There’s an interesting article in today’s Washington Post about Kevin Phillips, a longtime Republican and former Nixon aide, who bemoans the rise to power of the Bush family:
“I’ve never understood why we take Bush and his family seriously,” he says. “They come from the investment-inherited-money wing of the Republican Party. They display no real empathy for anyone who is not of their class.”
He pauses a few seconds as his fingers execute a tap dance on his picnic table.
“They aren’t supply-siders; they’re crony-siders. As far as I’m concerned, I would put Bush on a slow boat to China with all full warning to the Chinese submarine fleet.”
Silence again. Phillips sits on his back porch and looks at you from under hooded eyes, with only the vaguest hint of a chipmunk smile. He’s a curious cat, this 63-year-old Nixon-era Republican populist. His best-selling, muckraking book on the family that has held the presidency for eight of the past 16 years, “American Dynasty: Aristocracy, Fortune and the Politics of Deceit in the House of Bush,” is a sustained rummage through the Bush family closet. He pulls out all manner of files on the early Bushes and the Walker branch of the family, and their dealings with post-World War I German industrialists and post-World War II Saudi princelings. And he draws a bright connecting line between those wheeler-dealer financiers and their Texas-lite descendants.
Phillips’s bottom line is unsparing. He describes the Bushes as second-tier New England monied types who made the strategic move from Greenwich, Conn., to Midland, Tex., just as the nation’s power pendulum took a southern swing. This was not a particularly daring strike into the interior. Rather, like proper Wall Street capitalists, the Bushes and many other financier families had sniffed the scent of sweet cash and sent a relative or two to investigate.

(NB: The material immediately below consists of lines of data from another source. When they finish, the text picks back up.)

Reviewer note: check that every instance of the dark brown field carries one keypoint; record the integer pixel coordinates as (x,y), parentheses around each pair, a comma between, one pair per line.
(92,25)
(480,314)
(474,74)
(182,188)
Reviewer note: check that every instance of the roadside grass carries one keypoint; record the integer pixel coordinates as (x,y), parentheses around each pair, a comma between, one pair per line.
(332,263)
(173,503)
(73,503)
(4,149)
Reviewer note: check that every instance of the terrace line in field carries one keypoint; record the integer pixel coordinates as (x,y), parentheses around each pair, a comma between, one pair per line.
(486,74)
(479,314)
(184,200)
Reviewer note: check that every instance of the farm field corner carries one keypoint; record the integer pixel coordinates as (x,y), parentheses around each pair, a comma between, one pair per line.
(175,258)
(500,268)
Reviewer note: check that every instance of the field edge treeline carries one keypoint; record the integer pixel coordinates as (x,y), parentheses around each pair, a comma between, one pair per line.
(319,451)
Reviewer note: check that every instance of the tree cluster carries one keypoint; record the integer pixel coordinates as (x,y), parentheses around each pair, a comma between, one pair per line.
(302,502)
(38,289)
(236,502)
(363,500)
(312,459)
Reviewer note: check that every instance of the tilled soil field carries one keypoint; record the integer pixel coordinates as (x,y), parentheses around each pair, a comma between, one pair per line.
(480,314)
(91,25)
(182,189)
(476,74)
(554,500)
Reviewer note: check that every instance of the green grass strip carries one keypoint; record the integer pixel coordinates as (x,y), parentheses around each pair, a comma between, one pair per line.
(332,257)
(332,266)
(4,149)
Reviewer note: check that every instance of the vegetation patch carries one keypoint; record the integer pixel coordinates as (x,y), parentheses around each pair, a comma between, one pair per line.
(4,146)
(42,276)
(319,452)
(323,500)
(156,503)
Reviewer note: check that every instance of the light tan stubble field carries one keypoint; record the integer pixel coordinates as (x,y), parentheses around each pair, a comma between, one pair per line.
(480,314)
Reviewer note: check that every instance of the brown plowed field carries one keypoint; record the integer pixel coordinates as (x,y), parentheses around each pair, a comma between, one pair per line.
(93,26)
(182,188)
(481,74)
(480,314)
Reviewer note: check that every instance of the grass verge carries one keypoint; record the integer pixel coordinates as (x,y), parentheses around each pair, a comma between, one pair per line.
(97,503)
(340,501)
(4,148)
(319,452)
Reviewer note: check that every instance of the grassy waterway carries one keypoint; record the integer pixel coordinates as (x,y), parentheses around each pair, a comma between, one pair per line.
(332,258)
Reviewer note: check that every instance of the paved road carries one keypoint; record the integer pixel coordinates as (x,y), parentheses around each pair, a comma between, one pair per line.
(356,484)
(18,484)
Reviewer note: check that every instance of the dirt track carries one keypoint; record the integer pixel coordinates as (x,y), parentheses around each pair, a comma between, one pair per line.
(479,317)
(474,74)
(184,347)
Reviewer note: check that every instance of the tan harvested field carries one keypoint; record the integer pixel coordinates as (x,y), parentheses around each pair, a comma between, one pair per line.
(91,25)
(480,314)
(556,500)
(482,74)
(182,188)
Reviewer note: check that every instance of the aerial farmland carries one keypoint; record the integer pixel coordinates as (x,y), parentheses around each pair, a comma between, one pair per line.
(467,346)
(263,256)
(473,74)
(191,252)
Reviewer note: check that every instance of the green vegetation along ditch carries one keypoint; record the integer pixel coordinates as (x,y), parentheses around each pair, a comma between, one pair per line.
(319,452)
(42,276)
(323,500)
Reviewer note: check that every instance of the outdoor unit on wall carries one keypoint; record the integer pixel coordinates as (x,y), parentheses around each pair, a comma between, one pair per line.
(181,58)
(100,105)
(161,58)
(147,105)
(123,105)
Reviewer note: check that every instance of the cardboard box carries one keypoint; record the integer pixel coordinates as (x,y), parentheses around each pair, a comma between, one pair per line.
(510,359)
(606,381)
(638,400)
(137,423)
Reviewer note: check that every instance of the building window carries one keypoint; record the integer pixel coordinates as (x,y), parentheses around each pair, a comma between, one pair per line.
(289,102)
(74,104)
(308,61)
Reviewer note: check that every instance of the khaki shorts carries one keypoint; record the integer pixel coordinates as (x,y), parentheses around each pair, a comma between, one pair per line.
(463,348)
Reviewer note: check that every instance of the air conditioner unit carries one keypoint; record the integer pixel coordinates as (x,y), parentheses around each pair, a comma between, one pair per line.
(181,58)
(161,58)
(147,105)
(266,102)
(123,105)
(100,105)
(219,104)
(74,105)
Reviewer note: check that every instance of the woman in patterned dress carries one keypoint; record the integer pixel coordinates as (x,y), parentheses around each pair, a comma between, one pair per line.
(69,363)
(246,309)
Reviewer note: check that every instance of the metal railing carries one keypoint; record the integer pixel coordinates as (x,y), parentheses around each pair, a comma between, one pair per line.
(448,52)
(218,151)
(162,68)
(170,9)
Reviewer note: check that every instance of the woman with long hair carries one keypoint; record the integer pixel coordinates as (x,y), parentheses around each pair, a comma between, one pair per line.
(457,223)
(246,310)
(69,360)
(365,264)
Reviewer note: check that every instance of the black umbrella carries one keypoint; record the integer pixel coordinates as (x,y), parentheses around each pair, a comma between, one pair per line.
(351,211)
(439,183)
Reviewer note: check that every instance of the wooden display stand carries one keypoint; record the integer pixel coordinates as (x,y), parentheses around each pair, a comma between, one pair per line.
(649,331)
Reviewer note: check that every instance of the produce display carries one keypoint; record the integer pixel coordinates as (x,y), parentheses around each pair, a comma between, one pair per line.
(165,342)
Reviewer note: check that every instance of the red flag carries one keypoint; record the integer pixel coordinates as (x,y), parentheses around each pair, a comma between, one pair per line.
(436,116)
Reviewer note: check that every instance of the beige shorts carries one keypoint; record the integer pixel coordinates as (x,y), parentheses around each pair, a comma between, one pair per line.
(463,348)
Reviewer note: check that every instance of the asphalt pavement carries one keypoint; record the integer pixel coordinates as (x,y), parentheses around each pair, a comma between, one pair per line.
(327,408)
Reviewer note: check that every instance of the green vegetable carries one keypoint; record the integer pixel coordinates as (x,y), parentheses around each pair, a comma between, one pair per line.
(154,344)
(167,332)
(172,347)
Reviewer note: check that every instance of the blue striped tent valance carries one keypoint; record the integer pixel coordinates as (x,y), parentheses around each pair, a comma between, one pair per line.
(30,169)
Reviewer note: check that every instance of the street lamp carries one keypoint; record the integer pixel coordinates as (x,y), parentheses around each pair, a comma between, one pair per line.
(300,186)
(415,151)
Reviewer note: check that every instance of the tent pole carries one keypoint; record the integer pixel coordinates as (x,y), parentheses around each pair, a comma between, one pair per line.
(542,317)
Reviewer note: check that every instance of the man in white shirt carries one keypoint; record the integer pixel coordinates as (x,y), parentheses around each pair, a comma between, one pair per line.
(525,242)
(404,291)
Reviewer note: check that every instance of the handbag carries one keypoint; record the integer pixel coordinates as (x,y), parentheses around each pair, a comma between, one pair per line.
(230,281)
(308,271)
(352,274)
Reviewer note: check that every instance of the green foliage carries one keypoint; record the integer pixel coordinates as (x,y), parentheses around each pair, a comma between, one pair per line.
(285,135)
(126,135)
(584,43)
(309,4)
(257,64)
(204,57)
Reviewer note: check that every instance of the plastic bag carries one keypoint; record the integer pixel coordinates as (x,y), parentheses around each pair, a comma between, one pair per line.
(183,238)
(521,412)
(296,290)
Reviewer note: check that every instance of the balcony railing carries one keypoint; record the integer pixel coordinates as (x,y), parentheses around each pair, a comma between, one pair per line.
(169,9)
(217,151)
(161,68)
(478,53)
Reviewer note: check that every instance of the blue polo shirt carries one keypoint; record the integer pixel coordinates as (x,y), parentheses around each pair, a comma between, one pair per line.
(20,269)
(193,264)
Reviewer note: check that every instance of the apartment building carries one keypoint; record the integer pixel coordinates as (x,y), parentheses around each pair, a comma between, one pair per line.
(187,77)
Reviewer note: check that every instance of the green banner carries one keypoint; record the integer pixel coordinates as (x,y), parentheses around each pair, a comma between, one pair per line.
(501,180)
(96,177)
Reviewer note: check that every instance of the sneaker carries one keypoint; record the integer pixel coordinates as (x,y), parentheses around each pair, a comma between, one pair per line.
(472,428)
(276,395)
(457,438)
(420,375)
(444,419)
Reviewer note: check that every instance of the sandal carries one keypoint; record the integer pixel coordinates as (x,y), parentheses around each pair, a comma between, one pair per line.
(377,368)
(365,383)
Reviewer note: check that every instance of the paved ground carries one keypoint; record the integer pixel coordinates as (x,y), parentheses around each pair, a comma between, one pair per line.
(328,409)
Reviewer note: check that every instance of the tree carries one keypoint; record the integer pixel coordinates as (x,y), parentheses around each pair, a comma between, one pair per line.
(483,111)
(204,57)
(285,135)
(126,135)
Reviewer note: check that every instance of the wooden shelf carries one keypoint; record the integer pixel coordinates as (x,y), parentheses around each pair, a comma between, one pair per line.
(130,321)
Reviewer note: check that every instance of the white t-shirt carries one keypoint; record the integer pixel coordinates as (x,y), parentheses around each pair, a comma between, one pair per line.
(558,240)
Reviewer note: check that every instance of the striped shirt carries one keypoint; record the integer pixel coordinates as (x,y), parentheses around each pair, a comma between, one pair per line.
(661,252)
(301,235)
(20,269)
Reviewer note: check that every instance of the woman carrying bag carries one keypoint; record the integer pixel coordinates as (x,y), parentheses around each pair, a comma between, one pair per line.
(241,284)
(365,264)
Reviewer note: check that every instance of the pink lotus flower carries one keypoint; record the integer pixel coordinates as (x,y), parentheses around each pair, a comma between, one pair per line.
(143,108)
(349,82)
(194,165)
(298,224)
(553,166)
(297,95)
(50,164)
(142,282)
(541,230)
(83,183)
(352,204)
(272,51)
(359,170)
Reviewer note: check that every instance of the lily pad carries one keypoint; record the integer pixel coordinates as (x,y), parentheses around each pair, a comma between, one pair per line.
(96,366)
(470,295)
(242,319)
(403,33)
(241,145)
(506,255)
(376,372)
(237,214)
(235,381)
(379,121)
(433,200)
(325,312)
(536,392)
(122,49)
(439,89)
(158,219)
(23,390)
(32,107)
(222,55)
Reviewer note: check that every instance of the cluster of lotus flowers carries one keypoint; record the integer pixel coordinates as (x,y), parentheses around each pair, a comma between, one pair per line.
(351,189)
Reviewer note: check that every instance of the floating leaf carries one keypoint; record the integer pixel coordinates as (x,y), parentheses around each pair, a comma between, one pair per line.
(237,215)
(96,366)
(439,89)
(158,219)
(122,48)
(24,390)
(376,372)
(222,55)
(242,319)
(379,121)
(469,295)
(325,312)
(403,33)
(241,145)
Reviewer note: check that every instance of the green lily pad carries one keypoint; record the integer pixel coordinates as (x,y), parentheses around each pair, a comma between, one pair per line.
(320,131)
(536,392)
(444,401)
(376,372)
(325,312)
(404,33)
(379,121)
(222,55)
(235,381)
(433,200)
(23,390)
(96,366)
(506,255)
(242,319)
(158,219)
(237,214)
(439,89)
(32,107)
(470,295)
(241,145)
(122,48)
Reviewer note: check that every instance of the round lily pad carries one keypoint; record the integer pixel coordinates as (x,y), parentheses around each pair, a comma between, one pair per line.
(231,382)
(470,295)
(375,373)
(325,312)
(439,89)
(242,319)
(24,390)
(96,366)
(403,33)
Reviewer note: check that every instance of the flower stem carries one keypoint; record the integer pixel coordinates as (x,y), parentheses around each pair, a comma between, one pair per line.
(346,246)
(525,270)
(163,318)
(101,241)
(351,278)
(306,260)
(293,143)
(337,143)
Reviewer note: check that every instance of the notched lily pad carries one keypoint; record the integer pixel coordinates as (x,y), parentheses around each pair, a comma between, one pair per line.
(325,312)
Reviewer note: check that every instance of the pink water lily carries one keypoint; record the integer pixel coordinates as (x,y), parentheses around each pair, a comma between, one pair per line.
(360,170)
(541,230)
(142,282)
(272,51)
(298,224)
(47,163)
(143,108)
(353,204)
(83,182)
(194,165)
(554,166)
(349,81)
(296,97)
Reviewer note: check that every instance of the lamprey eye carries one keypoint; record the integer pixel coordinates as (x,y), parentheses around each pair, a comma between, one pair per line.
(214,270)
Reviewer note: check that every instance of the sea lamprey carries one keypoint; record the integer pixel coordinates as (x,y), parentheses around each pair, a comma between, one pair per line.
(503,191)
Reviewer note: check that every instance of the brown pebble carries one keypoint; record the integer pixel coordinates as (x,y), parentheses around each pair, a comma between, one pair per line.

Texas, Phillips writes, “represented one of the century’s great American wealth opportunities.”
The Bushes settled in a west Texas city that, far from being the cowboy wildcatter’s paradise of political myth, was a leafy enclave thick with Ivy League scions, street names such as Princeton and Harvard, and enough Wall Street gilt to keep everyone in country club fees.
… Phillips elaborates on this critique during an interview. “George W. is the first president to come directly out of the oil industry, even if he was a failure at the actual business of looking for it,” he says. “And who did he pick as his vice president? Another man from the oil industry. It’s astonishing that nobody really questions the implications of this.”
It’s a righteous rap, and the sort of angry and richly detailed critique that one might expect from any number of left-liberal luminaries working the Bush-Just-Might-Signal-the-End-of-the-World circuit. These authors and filmmakers are the toast of Santa Monica and Madison and Cambridge and Montclair and Burlington, and they fire up the Democratic faithful. Except that Phillips doesn’t remotely hail from there.
He’s a New Yorker, yes, but also a Republican born and bred, a kid who couldn’t stand that liberal Republican Nelson Rockefeller. He penned “The Emerging Republican Majority” in 1969, one of the first books to argue that the Sunbelt could catapult the Republicans to national power. And he locates the source of his populist scorn for Bush not in the polemics of the left but in the politics of his hero, Dwight Eisenhower. The former general was a politician who embraced a top marginal tax rate of 90 percent, who warned of the abuses of the military-industrial complex and who — in Phillips’s telling — had little use for the country club Republican set.
… What bothers him is that generation after generation of Bushes are so unwilling to transcend their class interests.
“An old buccaneer and bootlegger like Joe Kennedy became an SEC head for Roosevelt and cracked down on his own class,” Phillips says, adding: “The Bush family would just appoint a Gucci-shoe-licking sycophant. The family has simply developed a culture of being enormously supportive of their class.”
Even the president’s Texas twang grates on Phillips, whose own accent is clipped and clear and, we must note, a tad patrician. “Listen to them! Assemble the very best panel of linguists you could find and have them listen to brothers Jeb and G.W. — they wouldn’t even guess they’re in the same family,” Phillips says. “G.W. talks like a cowboy and he’s no more a backwoods Texan than I am.”